C’était un brave garçon de quarante-cinq ans environ, d’une fidélité de terre-neuve, et à qui le service militaire avait appris à ne jamais transiger sur ce qu’il appelait « la consigne ». Les rochers abrupts du Bugey sont moins immuables que ne l’était Néron quand l’ordre lui avait été donné de s’acquitter d’un emploi et d’occuper un poste de confiance.

Il s’appelait, en effet, Néron, ce brave Bugeysien. Au moral nous avons dit quelle était sa qualité maîtresse ; au physique c’était un grand montagnard, sec et robuste, juché sur des jambes interminables, et le nez, — quel diable de nez ! — un peu plus rouge que de raison. D’aucuns prétendaient même que Néron n’était qu’un sobriquet descriptif qui avait fini par avoir force de chose jugée.

C’est le mentor que M. Gélonneur avait choisi pour guider et accompagner Robert.



Sa caisse était d’ailleurs assez riche pour payer ce surcroît de dépense et fournir aux frais de leur voyage.

La question du trousseau fut vite réglée, et, vers les premiers jours du mois de mars 1886, nos deux Bugeysiens étaient prêts à partir et à dire adieu à leur beau lac : Robert ému au fond du cœur, malgré sa mauvaise tête ; Néron anxieux de savoir comment finirait cette équipée, mais prêt à obéir sans sourciller, sans interroger. Affaire de consigne, n’est-ce pas ?

Le soir qui précéda leur départ, maître Gélonneur, avec des conseils tout paternels pour la conduite et l’hygiène de Robert, des considérations solennelles sur les bons effets qu’il était en droit d’attendre de ce grave événement, sur la nécessité qu’il y avait pour son fils à racheter son passé, à dépouiller le vieil homme, à se conduire en enfant repentant qui, chaque jour, songe au foyer paternel où il est attendu, crut devoir donner à Robert quelques indications techniques qui pussent l’aider à trouver là-bas l’oiseau qui devait être dorénavant la perle de sa volière.

« Mon cher enfant, dit-il, ton passé te sera pardonné, mes bras te seront ouverts si tu me reviens, l’an prochain, corrigé et disposé au bien par cette longue absence de la famille. Je te saurai gré si, par surcroît, tu peux me rapporter de Tahiti cet oiseau rare qui, à ce que m’a affirmé mon honorable confrère de Genève, ne se trouve guère que dans les îles de la Société : tu ferais ainsi un vif plaisir à ton père. Oui, je donnerais beaucoup pour posséder la curruca pinguis antoniana, la fauvette grasse d’Antoine ! Te décrire exactement ce oiseau, fort peu connu, paraît-il, me serait impossible, tu le comprends ; je ne l’ai jamais vu.
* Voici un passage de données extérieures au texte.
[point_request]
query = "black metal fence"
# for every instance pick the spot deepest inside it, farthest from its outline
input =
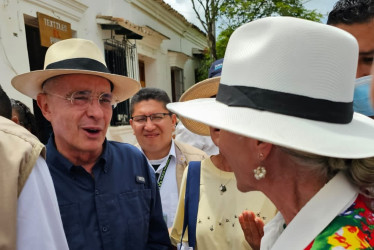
(121, 59)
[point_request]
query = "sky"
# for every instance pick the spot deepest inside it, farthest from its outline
(184, 7)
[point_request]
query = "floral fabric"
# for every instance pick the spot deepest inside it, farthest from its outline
(353, 229)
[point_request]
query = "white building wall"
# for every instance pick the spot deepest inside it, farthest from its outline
(81, 14)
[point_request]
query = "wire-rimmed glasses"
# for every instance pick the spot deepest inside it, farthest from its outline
(156, 117)
(83, 98)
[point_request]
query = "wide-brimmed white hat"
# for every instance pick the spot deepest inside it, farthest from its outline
(74, 56)
(289, 82)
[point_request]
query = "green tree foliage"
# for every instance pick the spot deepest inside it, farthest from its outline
(234, 13)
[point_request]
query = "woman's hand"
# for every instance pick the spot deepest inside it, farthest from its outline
(253, 228)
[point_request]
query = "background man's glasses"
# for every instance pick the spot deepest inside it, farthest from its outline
(84, 98)
(156, 117)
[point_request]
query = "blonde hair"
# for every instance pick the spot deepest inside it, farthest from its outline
(359, 171)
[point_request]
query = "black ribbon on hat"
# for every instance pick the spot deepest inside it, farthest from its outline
(286, 103)
(79, 64)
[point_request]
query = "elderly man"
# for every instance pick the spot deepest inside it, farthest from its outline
(153, 127)
(106, 191)
(29, 214)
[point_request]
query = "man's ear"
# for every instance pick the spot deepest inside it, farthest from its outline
(15, 119)
(214, 134)
(41, 99)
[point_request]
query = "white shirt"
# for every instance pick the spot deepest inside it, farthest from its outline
(169, 189)
(204, 143)
(39, 224)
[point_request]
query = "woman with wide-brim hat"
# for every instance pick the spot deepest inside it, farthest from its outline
(284, 107)
(218, 225)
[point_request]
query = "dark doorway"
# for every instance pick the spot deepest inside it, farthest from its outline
(36, 61)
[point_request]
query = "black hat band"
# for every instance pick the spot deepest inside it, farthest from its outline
(79, 64)
(286, 103)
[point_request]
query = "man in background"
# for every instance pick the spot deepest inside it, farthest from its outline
(106, 191)
(357, 18)
(153, 126)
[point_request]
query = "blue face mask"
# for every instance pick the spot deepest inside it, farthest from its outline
(361, 99)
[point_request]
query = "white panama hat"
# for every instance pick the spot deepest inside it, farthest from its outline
(289, 82)
(74, 56)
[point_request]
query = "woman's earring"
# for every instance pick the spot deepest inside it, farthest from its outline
(260, 171)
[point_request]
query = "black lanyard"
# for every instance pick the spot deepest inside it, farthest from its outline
(162, 175)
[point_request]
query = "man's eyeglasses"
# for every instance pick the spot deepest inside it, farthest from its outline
(83, 98)
(156, 117)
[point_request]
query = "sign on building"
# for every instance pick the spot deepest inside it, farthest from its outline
(52, 30)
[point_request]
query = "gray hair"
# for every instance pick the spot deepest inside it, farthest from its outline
(359, 171)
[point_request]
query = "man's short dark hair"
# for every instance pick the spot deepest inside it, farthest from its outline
(5, 106)
(25, 117)
(146, 94)
(351, 12)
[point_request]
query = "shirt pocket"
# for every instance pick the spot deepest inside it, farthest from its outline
(72, 225)
(136, 208)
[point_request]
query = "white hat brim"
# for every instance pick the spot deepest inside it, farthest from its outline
(30, 83)
(353, 140)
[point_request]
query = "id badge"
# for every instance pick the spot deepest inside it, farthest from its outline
(184, 246)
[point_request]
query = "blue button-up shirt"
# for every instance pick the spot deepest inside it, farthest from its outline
(117, 208)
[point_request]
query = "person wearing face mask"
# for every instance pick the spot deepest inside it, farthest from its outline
(357, 18)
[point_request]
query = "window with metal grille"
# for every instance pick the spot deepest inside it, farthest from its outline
(121, 58)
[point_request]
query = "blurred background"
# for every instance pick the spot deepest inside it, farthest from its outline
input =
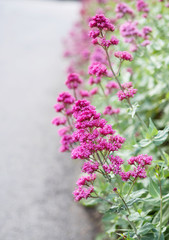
(36, 181)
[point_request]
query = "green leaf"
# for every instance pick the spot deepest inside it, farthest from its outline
(154, 189)
(152, 130)
(138, 193)
(144, 143)
(166, 158)
(134, 216)
(145, 228)
(133, 110)
(166, 198)
(132, 201)
(161, 136)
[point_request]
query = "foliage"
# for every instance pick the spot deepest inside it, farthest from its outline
(133, 206)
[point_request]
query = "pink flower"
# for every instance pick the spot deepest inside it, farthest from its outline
(93, 80)
(94, 91)
(145, 43)
(59, 121)
(128, 91)
(114, 40)
(66, 98)
(123, 55)
(109, 111)
(84, 93)
(59, 107)
(101, 22)
(82, 192)
(142, 6)
(122, 9)
(97, 69)
(73, 81)
(90, 167)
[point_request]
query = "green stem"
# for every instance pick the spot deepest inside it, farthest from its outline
(103, 199)
(161, 207)
(132, 185)
(131, 223)
(134, 228)
(125, 204)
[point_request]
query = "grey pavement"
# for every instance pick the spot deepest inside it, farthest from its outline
(36, 181)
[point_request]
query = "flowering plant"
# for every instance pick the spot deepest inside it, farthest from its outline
(119, 128)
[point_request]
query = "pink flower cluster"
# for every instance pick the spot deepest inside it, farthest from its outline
(110, 86)
(122, 9)
(142, 6)
(109, 111)
(85, 188)
(139, 162)
(101, 22)
(97, 69)
(131, 33)
(93, 133)
(128, 91)
(73, 81)
(123, 55)
(114, 166)
(64, 106)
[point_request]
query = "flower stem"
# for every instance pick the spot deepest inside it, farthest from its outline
(161, 207)
(132, 185)
(131, 223)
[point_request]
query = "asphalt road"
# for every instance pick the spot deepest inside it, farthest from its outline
(36, 181)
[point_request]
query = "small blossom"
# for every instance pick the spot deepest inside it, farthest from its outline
(109, 111)
(123, 55)
(58, 121)
(73, 81)
(122, 9)
(94, 91)
(97, 69)
(59, 107)
(145, 43)
(101, 22)
(66, 98)
(82, 192)
(114, 40)
(90, 167)
(84, 93)
(142, 6)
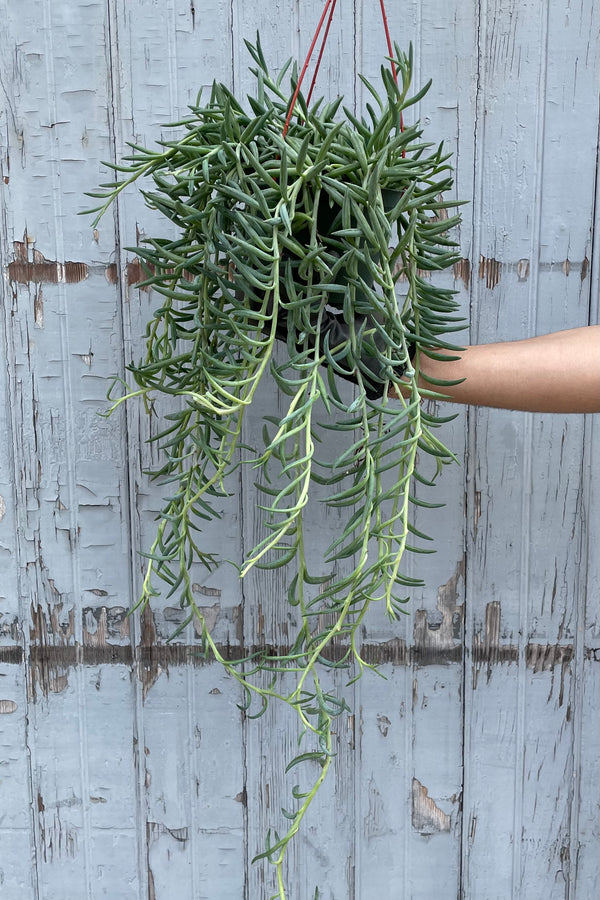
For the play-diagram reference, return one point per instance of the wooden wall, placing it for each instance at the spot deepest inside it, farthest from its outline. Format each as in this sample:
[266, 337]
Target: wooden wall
[126, 769]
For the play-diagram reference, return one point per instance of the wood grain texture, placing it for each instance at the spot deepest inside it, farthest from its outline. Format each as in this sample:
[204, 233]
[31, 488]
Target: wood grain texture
[126, 767]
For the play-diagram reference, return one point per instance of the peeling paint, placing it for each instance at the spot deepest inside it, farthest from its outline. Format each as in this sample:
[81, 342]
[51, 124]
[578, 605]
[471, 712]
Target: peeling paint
[441, 636]
[38, 269]
[462, 271]
[427, 817]
[210, 614]
[523, 269]
[48, 671]
[489, 270]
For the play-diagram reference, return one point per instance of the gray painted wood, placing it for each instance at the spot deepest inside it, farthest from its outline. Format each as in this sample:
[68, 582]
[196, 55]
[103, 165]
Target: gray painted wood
[126, 767]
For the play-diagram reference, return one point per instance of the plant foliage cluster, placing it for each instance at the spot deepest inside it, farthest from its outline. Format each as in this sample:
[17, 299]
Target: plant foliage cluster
[342, 217]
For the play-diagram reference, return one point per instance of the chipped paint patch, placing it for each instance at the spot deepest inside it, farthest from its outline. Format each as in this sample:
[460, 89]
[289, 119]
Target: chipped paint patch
[489, 271]
[523, 269]
[427, 817]
[38, 269]
[462, 271]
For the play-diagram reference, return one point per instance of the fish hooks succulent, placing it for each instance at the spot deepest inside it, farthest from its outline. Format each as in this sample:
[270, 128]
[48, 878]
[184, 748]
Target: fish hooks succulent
[341, 221]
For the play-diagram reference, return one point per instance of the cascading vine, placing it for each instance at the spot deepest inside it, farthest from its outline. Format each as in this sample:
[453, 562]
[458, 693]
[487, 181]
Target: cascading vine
[342, 217]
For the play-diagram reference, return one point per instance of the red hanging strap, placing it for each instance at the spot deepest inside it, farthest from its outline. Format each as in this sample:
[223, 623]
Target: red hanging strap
[328, 4]
[330, 8]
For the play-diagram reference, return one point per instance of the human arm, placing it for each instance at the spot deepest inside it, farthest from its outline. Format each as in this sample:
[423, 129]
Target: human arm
[558, 372]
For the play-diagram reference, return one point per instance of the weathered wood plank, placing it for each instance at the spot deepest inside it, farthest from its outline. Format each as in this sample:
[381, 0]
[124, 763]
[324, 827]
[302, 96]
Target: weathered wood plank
[122, 771]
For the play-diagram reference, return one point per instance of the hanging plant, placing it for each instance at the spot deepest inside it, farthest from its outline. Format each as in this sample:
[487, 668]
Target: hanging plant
[314, 228]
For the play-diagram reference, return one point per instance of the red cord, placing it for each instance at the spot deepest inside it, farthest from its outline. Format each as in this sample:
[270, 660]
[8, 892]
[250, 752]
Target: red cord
[391, 53]
[330, 7]
[312, 86]
[305, 66]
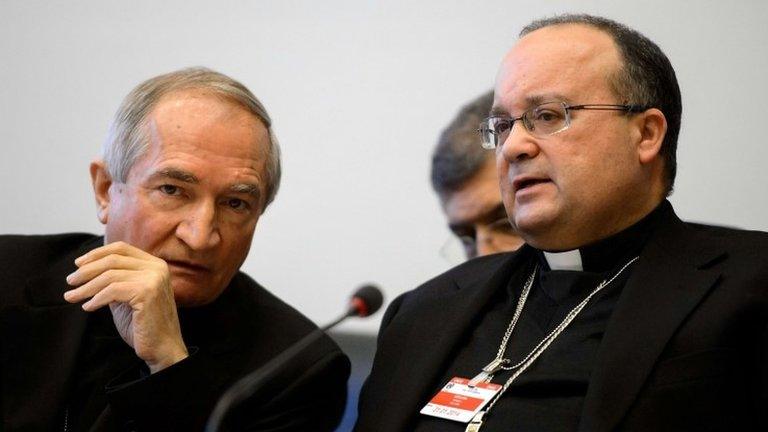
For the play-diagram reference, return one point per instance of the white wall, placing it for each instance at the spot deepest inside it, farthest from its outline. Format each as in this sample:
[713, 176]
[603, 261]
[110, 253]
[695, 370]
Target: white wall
[358, 91]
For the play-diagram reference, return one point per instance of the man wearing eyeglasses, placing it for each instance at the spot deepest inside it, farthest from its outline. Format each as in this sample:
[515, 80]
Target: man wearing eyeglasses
[615, 315]
[464, 177]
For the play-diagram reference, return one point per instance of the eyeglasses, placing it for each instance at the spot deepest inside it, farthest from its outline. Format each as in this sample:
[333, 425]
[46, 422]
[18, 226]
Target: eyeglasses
[544, 119]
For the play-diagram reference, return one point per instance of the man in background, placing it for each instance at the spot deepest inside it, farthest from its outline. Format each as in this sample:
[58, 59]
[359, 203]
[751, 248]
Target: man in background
[464, 178]
[145, 327]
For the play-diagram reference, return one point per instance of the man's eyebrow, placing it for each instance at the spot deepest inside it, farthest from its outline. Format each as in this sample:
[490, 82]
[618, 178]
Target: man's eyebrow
[247, 188]
[532, 101]
[176, 174]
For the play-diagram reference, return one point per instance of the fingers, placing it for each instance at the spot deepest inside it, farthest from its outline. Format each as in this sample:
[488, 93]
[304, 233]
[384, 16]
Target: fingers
[93, 286]
[92, 269]
[114, 263]
[118, 292]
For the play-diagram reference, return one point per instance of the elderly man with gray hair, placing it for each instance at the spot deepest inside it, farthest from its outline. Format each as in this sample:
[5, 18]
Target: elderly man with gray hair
[145, 327]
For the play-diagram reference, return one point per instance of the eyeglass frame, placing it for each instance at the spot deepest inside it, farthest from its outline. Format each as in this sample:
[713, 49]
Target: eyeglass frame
[527, 123]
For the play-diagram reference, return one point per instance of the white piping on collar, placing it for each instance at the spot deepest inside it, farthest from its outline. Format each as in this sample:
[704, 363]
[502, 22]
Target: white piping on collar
[568, 260]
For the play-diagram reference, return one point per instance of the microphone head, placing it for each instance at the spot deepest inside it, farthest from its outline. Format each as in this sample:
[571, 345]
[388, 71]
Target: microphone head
[366, 300]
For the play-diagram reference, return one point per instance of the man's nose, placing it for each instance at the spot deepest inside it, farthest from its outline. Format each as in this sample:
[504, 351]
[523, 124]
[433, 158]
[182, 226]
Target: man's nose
[199, 229]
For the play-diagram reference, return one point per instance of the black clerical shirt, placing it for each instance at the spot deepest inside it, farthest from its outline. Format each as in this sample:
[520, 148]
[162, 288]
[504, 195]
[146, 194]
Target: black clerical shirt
[549, 395]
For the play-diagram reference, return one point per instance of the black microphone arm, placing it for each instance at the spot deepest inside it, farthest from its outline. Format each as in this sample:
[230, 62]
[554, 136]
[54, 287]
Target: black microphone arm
[364, 302]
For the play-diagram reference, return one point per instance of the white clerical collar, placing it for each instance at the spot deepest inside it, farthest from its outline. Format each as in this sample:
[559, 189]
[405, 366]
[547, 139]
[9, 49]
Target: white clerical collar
[568, 260]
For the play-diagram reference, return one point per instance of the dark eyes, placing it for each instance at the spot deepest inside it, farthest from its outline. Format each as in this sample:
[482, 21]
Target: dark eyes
[170, 189]
[237, 204]
[545, 116]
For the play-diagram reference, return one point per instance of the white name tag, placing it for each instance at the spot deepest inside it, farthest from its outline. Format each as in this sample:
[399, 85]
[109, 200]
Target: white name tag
[459, 402]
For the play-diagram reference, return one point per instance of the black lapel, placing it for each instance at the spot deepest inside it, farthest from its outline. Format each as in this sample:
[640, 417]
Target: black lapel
[443, 322]
[40, 343]
[670, 279]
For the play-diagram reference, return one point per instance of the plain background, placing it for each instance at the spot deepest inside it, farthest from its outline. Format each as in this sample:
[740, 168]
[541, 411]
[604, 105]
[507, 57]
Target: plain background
[359, 91]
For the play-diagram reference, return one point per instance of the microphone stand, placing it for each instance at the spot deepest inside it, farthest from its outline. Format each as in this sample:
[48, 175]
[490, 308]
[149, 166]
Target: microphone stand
[247, 385]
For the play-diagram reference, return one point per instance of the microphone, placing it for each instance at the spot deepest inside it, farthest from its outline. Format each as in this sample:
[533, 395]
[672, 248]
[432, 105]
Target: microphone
[365, 301]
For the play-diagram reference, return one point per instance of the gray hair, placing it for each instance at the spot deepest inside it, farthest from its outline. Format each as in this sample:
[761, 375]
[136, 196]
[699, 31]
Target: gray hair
[128, 141]
[459, 155]
[646, 78]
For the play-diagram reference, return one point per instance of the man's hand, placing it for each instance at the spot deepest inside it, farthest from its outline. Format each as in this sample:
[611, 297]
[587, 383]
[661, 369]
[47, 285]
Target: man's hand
[137, 288]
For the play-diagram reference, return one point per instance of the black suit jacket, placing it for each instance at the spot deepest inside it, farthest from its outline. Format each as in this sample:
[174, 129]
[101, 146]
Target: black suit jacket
[40, 335]
[686, 347]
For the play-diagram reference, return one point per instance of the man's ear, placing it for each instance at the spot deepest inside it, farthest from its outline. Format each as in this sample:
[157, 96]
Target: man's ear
[101, 181]
[652, 128]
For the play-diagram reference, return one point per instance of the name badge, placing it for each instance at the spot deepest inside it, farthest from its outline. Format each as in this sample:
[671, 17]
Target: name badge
[458, 401]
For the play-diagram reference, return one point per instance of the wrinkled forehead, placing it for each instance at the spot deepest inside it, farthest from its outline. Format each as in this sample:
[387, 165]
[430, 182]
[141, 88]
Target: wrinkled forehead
[569, 62]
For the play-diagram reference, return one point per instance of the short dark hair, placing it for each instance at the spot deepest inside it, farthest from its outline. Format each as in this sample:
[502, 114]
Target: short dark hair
[646, 77]
[459, 154]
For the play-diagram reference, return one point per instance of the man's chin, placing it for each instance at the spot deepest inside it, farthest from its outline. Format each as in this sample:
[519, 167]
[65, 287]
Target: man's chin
[191, 295]
[535, 225]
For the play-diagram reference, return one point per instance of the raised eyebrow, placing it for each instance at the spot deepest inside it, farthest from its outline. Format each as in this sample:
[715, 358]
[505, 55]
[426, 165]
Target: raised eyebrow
[247, 188]
[177, 174]
[497, 111]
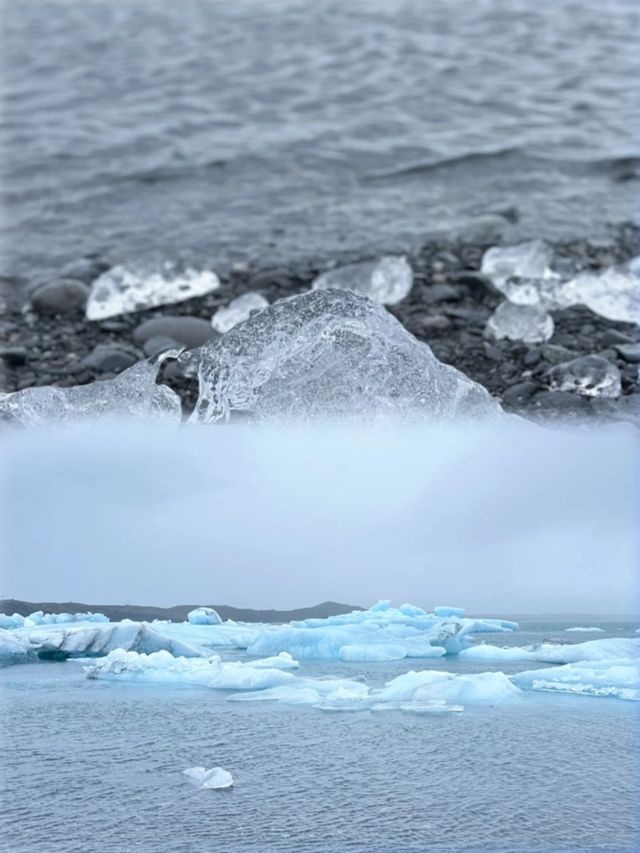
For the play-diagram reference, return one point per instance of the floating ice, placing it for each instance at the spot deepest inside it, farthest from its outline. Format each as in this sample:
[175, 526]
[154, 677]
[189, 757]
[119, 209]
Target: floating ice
[121, 291]
[99, 639]
[162, 667]
[616, 678]
[527, 323]
[237, 311]
[585, 630]
[326, 354]
[387, 280]
[215, 779]
[40, 618]
[590, 375]
[132, 394]
[203, 616]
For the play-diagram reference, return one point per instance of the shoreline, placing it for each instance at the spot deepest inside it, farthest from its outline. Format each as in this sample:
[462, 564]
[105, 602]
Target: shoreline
[448, 308]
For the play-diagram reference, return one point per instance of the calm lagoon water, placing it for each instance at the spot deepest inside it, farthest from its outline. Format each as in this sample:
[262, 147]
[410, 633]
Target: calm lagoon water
[96, 766]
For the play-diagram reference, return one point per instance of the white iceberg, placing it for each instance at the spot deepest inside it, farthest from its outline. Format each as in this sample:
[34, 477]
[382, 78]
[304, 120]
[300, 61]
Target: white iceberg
[164, 668]
[203, 616]
[328, 354]
[387, 280]
[614, 678]
[132, 394]
[122, 291]
[237, 311]
[216, 779]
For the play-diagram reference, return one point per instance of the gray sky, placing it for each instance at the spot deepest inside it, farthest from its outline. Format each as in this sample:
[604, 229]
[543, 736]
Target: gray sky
[520, 519]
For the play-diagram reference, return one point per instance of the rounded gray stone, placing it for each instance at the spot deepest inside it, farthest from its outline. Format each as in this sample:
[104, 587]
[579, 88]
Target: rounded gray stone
[188, 331]
[63, 296]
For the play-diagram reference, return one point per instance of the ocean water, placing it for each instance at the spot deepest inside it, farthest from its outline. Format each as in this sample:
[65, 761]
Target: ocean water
[209, 132]
[96, 766]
Mais mon confrère de Genève prétend que les signes distinctifs auxquels tu pourras peut-être reconnaître cet oiseau précieux sont un plumage soyeux, un embonpoint qu’indique son nom scientifique, et surtout, ceci est bien remarquable, une queue formée d’une seule plume, ce qui, dit-on l’a fait aussi désigner sous le nom de curruca solipennata. »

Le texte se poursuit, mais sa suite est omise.